Statement
by Lim Kit Siang - Parliamentary Opposition Leader, DAP Secretary-General and MP for Tanjong
in Petaling Jaya
on Friday, 22nd November 1996

Revelation by Deputy Education Minister Khalid Yunus that there are over 2,000 schools in Malaysia which have no electricity supply is most shocking

I find the revelation by the Deputy Education Minister, Datuk Khalid Yunus in Parliament during question time yesterday that there are over 2,000 schools in Malaysia without electricity supply most shocking, as this is more than the previous figures given by the Education Ministry with regard to schools without electricity supply.

In my supplementary question to Khalid Yunus in connection with the government’s programme to supply computers to schools, I had asked the Deputy Education Minister to give a progress report on providing power to the some 1,000 schools in the country without electricity.

Khalid corrected me, saying that he had previously given me figures about schools without electricity, which was more than 2,000, and not 1,000.

I have now checked the records. During the winding-up of the debate on the Royal Address in Parliament on 9th April 1996, I had raised the scandalous situation of schools given computers and fax machines but which have no electricity supply and I had asked the Deputy Education Minister, Khalid Yunus, who was replying on behalf of the Education Minister, how many schools in the country were without electricity supply.

Khalid was unable to supply me with the figures at the time but promised to send me those figures, and to his credit, Khalid did fulfil his undertaking, informing me by letter that there were a total of 1,320 schools, comprising 25 secondary schools and 1,295 primary schools, in Malaysia which did not have electricity supply.

During the debate in Parliament on the Seventh Malaysia Plan on 6th May, 1996, I expressed my “shock” at the high figure of 25 secondary schools and 1,295 primary schools without electricity, and called for an emergency government programme to ensure that all the 25 secondary schools without electricity supply should be provided with electricity supply by the end of this year, whether through Tenaga Nasional connection or generators, and that all primary schools in the country would be provided with power supply within two years.

I wish to commend Khalid Yunus for his sense of responsibility, for when I further asked for a full list of the secondary and primary schools without electricity supply, he took his Ministerial duties most seriously and sent me a list.

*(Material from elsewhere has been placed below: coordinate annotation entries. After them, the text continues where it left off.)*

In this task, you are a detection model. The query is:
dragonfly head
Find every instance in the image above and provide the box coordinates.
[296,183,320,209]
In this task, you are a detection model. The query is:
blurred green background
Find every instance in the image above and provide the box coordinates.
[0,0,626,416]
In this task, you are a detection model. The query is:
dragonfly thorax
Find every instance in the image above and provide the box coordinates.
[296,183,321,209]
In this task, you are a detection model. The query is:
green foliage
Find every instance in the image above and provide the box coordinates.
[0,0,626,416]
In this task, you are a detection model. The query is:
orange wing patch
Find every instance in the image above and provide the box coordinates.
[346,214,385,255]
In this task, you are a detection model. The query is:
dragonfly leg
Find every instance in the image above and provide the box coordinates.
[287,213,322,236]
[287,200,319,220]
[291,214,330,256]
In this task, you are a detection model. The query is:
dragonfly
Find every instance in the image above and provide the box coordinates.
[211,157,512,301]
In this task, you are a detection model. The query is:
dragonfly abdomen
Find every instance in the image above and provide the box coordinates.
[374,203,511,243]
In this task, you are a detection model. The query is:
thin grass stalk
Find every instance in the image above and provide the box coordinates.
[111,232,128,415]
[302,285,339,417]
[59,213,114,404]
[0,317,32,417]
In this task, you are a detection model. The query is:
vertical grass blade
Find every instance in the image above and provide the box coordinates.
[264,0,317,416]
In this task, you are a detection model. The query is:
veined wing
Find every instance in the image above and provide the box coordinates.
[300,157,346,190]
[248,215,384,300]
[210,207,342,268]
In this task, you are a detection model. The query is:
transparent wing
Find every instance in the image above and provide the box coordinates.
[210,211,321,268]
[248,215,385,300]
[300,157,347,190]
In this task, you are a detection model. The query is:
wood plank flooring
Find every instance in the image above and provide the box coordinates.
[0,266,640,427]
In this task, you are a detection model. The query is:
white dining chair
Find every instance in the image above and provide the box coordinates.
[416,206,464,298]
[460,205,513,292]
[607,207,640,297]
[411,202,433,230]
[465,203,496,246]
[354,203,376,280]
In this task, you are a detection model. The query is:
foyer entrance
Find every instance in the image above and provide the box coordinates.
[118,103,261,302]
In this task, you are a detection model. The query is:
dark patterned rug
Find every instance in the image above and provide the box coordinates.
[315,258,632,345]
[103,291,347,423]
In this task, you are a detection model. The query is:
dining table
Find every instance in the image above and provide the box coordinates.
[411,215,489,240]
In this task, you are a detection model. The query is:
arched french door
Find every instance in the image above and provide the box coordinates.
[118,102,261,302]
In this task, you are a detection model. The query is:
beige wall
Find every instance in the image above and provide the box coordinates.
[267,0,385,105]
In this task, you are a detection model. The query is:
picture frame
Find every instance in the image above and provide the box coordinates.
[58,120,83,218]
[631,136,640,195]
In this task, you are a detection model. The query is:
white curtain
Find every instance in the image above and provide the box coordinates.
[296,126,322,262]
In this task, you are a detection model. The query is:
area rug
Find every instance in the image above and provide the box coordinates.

The list however only showed 930 schools in Malaysia without electricity supply and their state-by-state breakdown is as follows:

Perlis -
Penang -
Kedah 2
Perak 29
Selangor 22
Fed. Terrt -
N. Sembilan 3
Melaka 1
Johore 33
Pahang 27
Trengganu 9
Kelantan 50
Sabah 319
Sarawak 535
Total 930

I find it not only shocking but unbelievable that after the elapse of more than six months, far from reducing, the number of schools without electricity has increased to over 2,000 schools, as reported by Khalid Yunus in Parliament yesterday.

How can Malaysia claim to be advancing towards an IT society when some 25 per cent of the schools are without electricity?

The Deputy Education Minister should give a full and satisfactory explanation for the latest shocking figures about more than 2,000 schools without electricity supply, which makes a complete mockery of the various government boasts about computer programmes in schools.

What is the use of the Education Ministry announcing that it will supply all schools with computers by the year 2000, when it could not give a clear-cut undertaking that all schools will be supplied with electricity by the year 2000?

With some 25 per cent of the schools in the country without electricity, how can Malaysia claim to be advancing towards an IT society?

In actual fact, the government computer plans for schools are already way behind those of other countries.

For instance, Khalid said in Parliament yesterday that the Education Ministry’s target for the year 2000 is to supply 40 computers to schools with more than 1,500 pupils. This works out to a ratio of 40:1 between students and computers.

In Denmark, the average number of pupils per up-to-date computer is 28, and its target by the year 2,000 is to reach a ratio of 5-10 pupils per up-to-date computer.

But all the Education Ministry’s modest computer plans when compared to those of other countries sound quite utopian and unrealistic when some 25 per cent of the schools in Malaysia do not even have electricity supply!

Cabinet should take a policy decision next Wednesday that all schools would be supplied with electricity by 1998

I call on the Education Minister, Datuk Seri Najib Tun Najib to take a very serious view of the high percentage of schools without electricity supply which must be regarded as an affront to Malaysia’s credentials as a modern state and a mockery of Malaysia’s grandiose plans for a Multimedia Super Corridor.

Najib should ask the Cabinet next Wednesday for a policy decision to provide all schools in Malaysia with electricity supply by the end of 1998. During the Parliamentary debate on the Education Ministry on the committee stage of the 1997 Budget, I would highlight this issue and demand that a firm government commitment be given to Parliament that all schools would be supplied with electricity by the end of 1998.